Ночевать остановились в просторной русской избе с настоящей баней. Князь без угощения не отпустил: круглоглазые красавицы заставили стол пирогами с капустой, блинами с белорыбицей, пышным караваем с румяной косой на макушке и убежали, хихикая в цветастые платки. Чжоу Фану что‐то кусок в горло не лез – жирно и мучнисто готовили на русских кухнях. Сейчас бы матушкиной похлебки из сушеных грибов с джусаем[14]
, да погорячее, чтобы пробрало сухо кашляющее нутро. Но ничего, напьется чаю с ягодным вареньем, к утру и полегчает.Однако после потной ночи, когда минутные кошмары перемежались с яростной бессонницей, кусавшей сухим полыханием в гортани, легче вовсе не стало. Голова налилась чугуном, все тело ныло и немело, не желало слушаться хозяина.
– Вставай! Чего разлегся? Товар отпускать пора. – К лежанке подошел Сабыргазы, уже одетый в уличное платье.
– Сейчас, я вот-вот встаю, простите, агай, – прохрипел Чжоу Фан.
– Э-э-э, да ты болен, – раздосадованно протянул проводник.
– Ничего, пройдет.
– Дай Аллах. – С этими словами он вышел во двор, направляясь в усадьбу. Надлежало уладить торговые дела и запастись провизией.
Когда за ним закрылась дверь, больной попытался сесть на узкой деревянной лежанке. Удалось лишь с третьего раза. Нехорошо. Опущенные на пол ноги пробрал озноб. С голых ступней перепрыгнул на колени, бедра и лихо проскакал вдоль хребтины. Плечи затряслись, поясницу огрела жгучая судорога. Он снова упал навзничь и зарылся в стеганый чапан.
Ай, как хорошо просто лежать и ни о чем не думать. В голове колыхались серебряные колокольчики, тихо шептались и позвякивали. Тело окутал мягкий, уютный туман. Он отнесет Чжоу Фана домой, к маме, к похлебке из джусая. Там сестра споет невинную песенку про гусыню, которой хочется улететь с товарками за море. Под звуки нежного девичьего голоса прилетят волшебные сны.

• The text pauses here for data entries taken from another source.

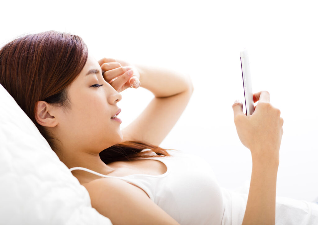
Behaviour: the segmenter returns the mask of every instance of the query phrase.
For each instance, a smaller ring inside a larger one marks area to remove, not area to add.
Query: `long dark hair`
[[[22,35],[0,49],[0,83],[31,119],[56,153],[56,139],[35,119],[38,101],[70,108],[66,87],[84,68],[87,47],[80,37],[51,30]],[[140,152],[145,149],[151,150]],[[154,152],[156,154],[149,155]],[[61,152],[59,152],[61,154]],[[166,150],[142,141],[128,141],[100,153],[105,163],[170,156]]]

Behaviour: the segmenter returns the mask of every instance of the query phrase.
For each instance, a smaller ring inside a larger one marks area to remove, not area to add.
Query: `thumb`
[[[129,80],[129,84],[131,87],[136,88],[140,86],[140,82],[135,76],[133,76]]]
[[[243,113],[243,104],[239,100],[235,100],[232,107],[233,109],[234,118],[239,115],[245,115]]]

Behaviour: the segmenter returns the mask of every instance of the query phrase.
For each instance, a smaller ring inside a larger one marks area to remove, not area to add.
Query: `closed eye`
[[[103,85],[103,84],[94,84],[93,85],[92,85],[91,87],[99,87]]]

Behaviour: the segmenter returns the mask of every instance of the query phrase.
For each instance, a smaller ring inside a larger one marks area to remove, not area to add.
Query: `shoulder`
[[[92,207],[114,224],[178,224],[143,190],[124,181],[103,178],[82,185]]]

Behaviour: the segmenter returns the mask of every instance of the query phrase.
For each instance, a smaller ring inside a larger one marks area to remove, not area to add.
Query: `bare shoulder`
[[[114,225],[179,224],[142,190],[124,181],[108,177],[82,185],[89,193],[93,208]]]

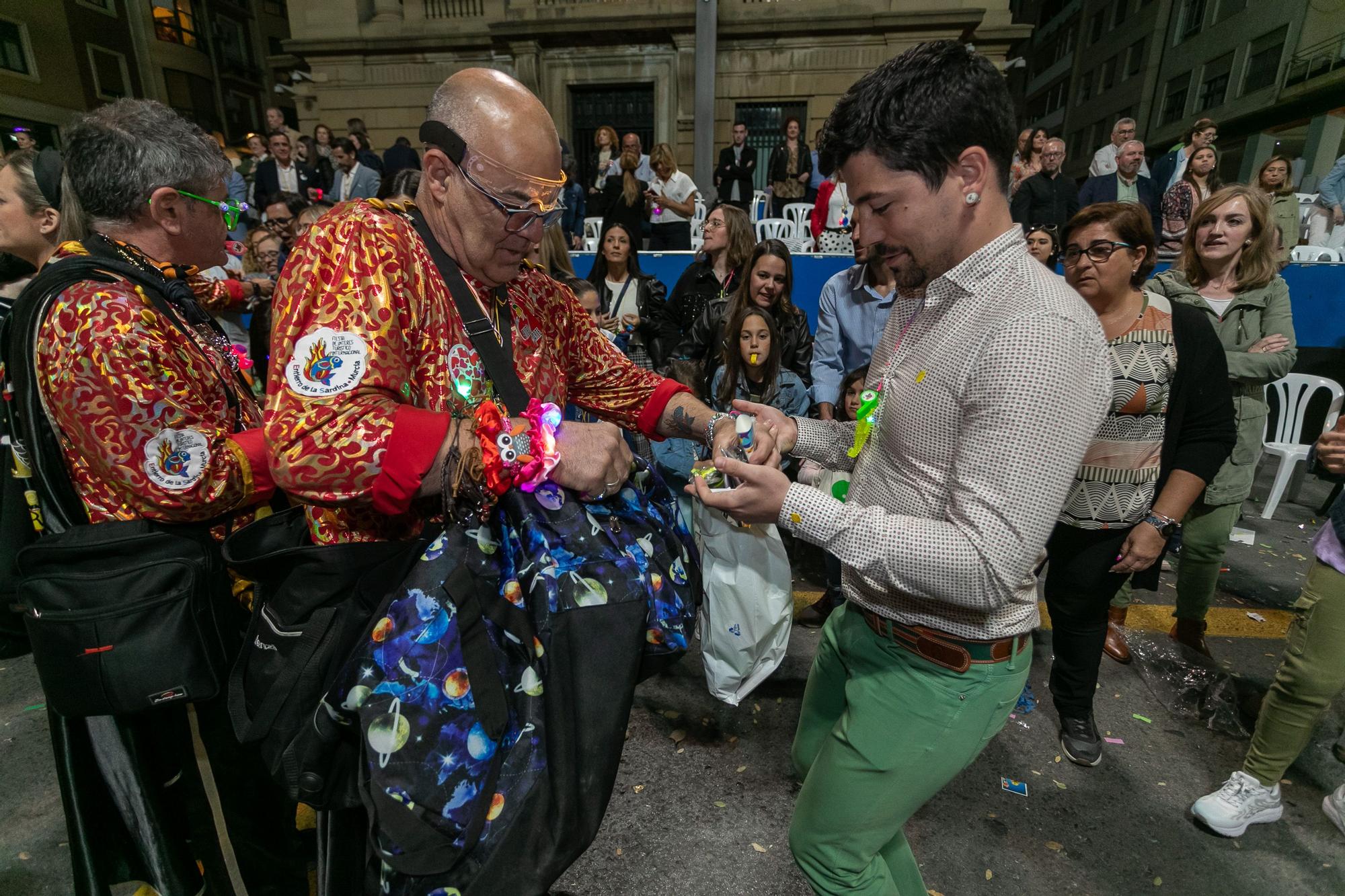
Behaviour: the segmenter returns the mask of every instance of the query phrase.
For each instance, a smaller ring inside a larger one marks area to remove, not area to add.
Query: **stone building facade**
[[[491,66],[543,100],[581,160],[605,121],[640,133],[646,151],[671,144],[695,176],[701,128],[722,147],[733,120],[751,117],[764,147],[795,114],[811,143],[835,100],[905,47],[954,38],[1002,61],[1030,31],[1013,24],[1009,0],[718,0],[714,121],[701,122],[697,5],[710,1],[289,0],[285,47],[313,77],[299,86],[301,129],[360,117],[379,147],[414,143],[434,87]]]

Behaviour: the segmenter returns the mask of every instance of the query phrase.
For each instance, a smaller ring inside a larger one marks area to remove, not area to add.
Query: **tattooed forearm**
[[[663,409],[663,418],[659,420],[659,435],[668,439],[694,439],[705,441],[705,424],[710,421],[713,410],[686,393],[672,396],[668,406]]]

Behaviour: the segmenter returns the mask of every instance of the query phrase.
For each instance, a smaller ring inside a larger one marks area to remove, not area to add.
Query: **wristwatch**
[[[1177,531],[1177,521],[1171,517],[1163,517],[1162,514],[1155,514],[1153,510],[1145,517],[1145,522],[1158,530],[1158,534],[1163,538],[1171,538],[1173,533]]]

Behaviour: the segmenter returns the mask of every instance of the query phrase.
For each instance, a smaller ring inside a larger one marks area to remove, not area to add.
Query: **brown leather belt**
[[[863,622],[878,638],[886,638],[916,657],[956,673],[967,671],[974,663],[1002,663],[1022,652],[1032,639],[1030,632],[1024,632],[998,640],[968,640],[927,626],[907,626],[868,609],[862,612]]]

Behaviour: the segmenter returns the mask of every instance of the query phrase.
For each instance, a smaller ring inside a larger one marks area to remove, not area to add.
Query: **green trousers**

– Эй, уже обед, а ты все валяешься. – Караван-баши говорил не зло, а озабоченно, потирая мозолистой ладонью дочерна загоревшую шею. За правым плечом его маячило Солнце, стеснительное, розово-золотое, одетое в белую меховую душегрею поверх ярко-синего платья.
– Простите, агай, я занемог, но вот поспал, и все прошло, – отозвался со своей лежанки больной. Он предусмотрительно решил не вставать при караван-баши – вдруг снова упадет, стыда не оберешься.
– Ладно, лежи, поправляйся, я сам займусь провизией. Завтра выступаем, тянуть нельзя.
Чжоу Фан снова откинулся на лежанку и закрыл глаза. По степи скакали красные кони, из юрт выбегали отец с матерью и спрашивали, что он себе позволяет в дороге, плакала сестра, утирая слезы драгоценной парчой, предназначенной для свадьбы молодого Шаховского, проплывали гуси, злобно гогоча над неудачником. В перерывах приходил Сабыргазы и требовательно тряс за плечо.
– Эй, эй, что с тобой? – спрашивал он по‐русски мягким девичьим голосом.
Чжоу Фан открыл глаза. Перед ним стояло Солнце и похлопывало нежными пальчиками по руке. Оно было все таким же розово-золотым, но с испуганными глазами цвета родниковой воды. При взгляде в них страшно захотелось пить.
– Шуэй[15]
, – прошептал он.– Что? Говори погромче.
– Шуэй, – повторил больной и понял, что Солнце‐то русское, по‐китайски, наверное, не понимает. Он напрягся, стараясь вспомнить нужное слово, и с трудом прошелестел: – Су-у[16]
.– Что говоришь? Плохо тебе?
– Су! – Он в отчаянии вытягивал губы, понимая, что снова выбрал не тот язык.
– Воды попить? – Солнце оказалось догадливее, чем он предполагал.
Через минуту возле лица заплясал расписной деревянный ковш с райской птицей. Зубы запрыгали по краю, пытаясь втянуть заветную влагу. Это не вода, а жидкое золото! Конечно, Солнце могло напоить только золотом. Ай, какая благость!
Покатились месяцы в горячечном бреду и забытьи. Его ругал последними словами карлик Егор на смеси казахского и уйгурского, горячо упрекал седоусый Сунь Чиан по‐китайски, ядовито шутил и насмехался по‐русски князь Шаховский с толпой толстопузых купцов и приказчиков. Только розово-золотое Солнце жалело, защищало, но что именно произносили ее уста, он, к сожалению, не понимал.